How do you choose your covers? (curious on my part)
I want striking images, even if they aren’t necessarily “sexy.” If it’s something that would catch my eye, while searching among several other romance covers on Amazon, I’ll generally go with that. The best example is the cover for “Violated,” which is about a man who gets raped and loses everything – his best friend, his partner, his job, his entire sense of who he is. The cover by L.C. Chase is a misty image of sunset on a lake with a man standing in silhouette at the end of the pier. It’s striking and conveys the feeling of isolation perfectly.
Do you have a favorite among your own stories? And why?
I wrote a novel called “By That Sin Fell the Angels” about how a teen suicide impacts a small community. It deals with the vicious way evangelicals often treat members of the LGBTQ community, but I struggled not to make anything cliché or hackneyed. The boy’s father is a pastor and nominally the villain, but he’s a real person struggling with his beliefs, and ultimately the story is about his redemption. That story exhausted me, tapping into my own experiences as a fundamentalist Christian teenager, and I’m very proud of it.
What’s next for you as an author?
I’m currently finishing up a ghost story with co-author F.E. Feeley, Jr. and about a third of the way into a novel (possibly another Dreamspun Desires) that takes place on a farm. It’s located outside the town of Springhaven, which features so prominently in “Small Town Sonata.”
Can the trusted town handyman rebuild a broken pianist’s heart?
When a freak accident ends Aiden’s career as a world-renowned classical pianist, he retreats to his New Hampshire hometown, where he finds the boy he liked growing up is even more appealing as a man.
Dean Cooper’s life as handyman to the people of Springhaven might not be glamorous, but he’s well-liked and happy. When Aiden drifts back into town, Dean is surprised to find the bond between them as strong as ever. But Aiden is distraught over the loss of his career and determined to get back on the international stage.
Seventeen years ago Dean made a sacrifice and let Aiden walk away. Now, with their romance rekindling, he knows he’ll have to make the sacrifice all over again. This time it may be more than he can bear.
Jamie Fessenden is an author of gay fiction in many genres. Most involve romance, because he believes everyone deserves to find love, but after that anything goes: contemporary, science fiction, historical, paranormal, mystery, or whatever else strikes his fancy.

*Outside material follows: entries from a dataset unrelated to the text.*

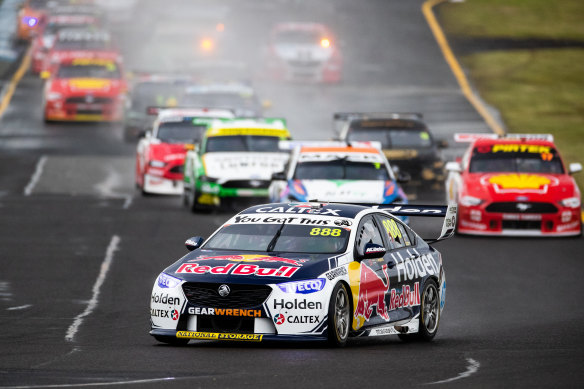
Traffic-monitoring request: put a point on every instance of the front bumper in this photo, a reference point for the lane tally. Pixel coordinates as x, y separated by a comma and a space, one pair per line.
475, 220
61, 111
160, 185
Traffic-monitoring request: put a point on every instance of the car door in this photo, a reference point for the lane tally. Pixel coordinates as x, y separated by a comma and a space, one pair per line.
371, 285
405, 283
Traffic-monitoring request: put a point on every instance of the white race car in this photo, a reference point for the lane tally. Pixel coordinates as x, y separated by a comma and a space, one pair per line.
305, 271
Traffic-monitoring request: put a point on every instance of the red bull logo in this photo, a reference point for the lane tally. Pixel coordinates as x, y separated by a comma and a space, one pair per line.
253, 258
369, 290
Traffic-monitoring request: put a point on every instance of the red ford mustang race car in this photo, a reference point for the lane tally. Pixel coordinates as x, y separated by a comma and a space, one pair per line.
160, 155
85, 89
515, 185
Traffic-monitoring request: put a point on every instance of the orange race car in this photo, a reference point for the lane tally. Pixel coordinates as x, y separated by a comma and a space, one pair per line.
85, 89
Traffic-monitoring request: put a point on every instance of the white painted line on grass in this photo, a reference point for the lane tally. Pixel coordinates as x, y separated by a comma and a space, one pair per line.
19, 307
105, 265
131, 382
36, 175
473, 367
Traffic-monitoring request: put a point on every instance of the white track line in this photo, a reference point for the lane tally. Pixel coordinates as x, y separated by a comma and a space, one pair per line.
19, 307
132, 382
35, 176
105, 265
473, 367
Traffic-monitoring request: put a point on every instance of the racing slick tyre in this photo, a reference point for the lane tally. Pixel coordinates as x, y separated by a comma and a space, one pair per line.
339, 316
429, 314
171, 340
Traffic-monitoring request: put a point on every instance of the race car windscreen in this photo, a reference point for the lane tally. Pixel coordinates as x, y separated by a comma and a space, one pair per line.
392, 137
89, 71
297, 37
292, 238
522, 158
180, 132
256, 143
341, 169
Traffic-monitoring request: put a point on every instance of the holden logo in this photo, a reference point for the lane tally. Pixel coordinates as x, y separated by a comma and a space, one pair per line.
223, 290
523, 207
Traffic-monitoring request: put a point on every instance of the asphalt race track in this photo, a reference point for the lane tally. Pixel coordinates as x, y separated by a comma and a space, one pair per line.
71, 220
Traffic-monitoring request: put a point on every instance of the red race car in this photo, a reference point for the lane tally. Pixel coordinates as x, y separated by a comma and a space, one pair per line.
48, 30
515, 185
303, 52
160, 155
73, 43
85, 89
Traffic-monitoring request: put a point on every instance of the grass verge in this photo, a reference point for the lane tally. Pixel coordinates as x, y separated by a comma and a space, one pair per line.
536, 90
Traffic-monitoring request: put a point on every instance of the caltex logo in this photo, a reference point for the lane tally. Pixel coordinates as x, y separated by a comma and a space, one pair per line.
279, 319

He set out to be a writer in junior high school. He published a couple short pieces in his high school’s literary magazine and had another story place in the top 100 in a national contest, but it wasn’t until he met his partner, Erich, almost twenty years later, that he began writing again in earnest. With Erich alternately inspiring and goading him, Jamie wrote several novels and published his first novella in 2010. That same year, Jamie and Erich married and purchased a house together in the wilds of New Hampshire, where there are no street lights, turkeys and deer wander through their yard, and coyotes serenade them under the stars.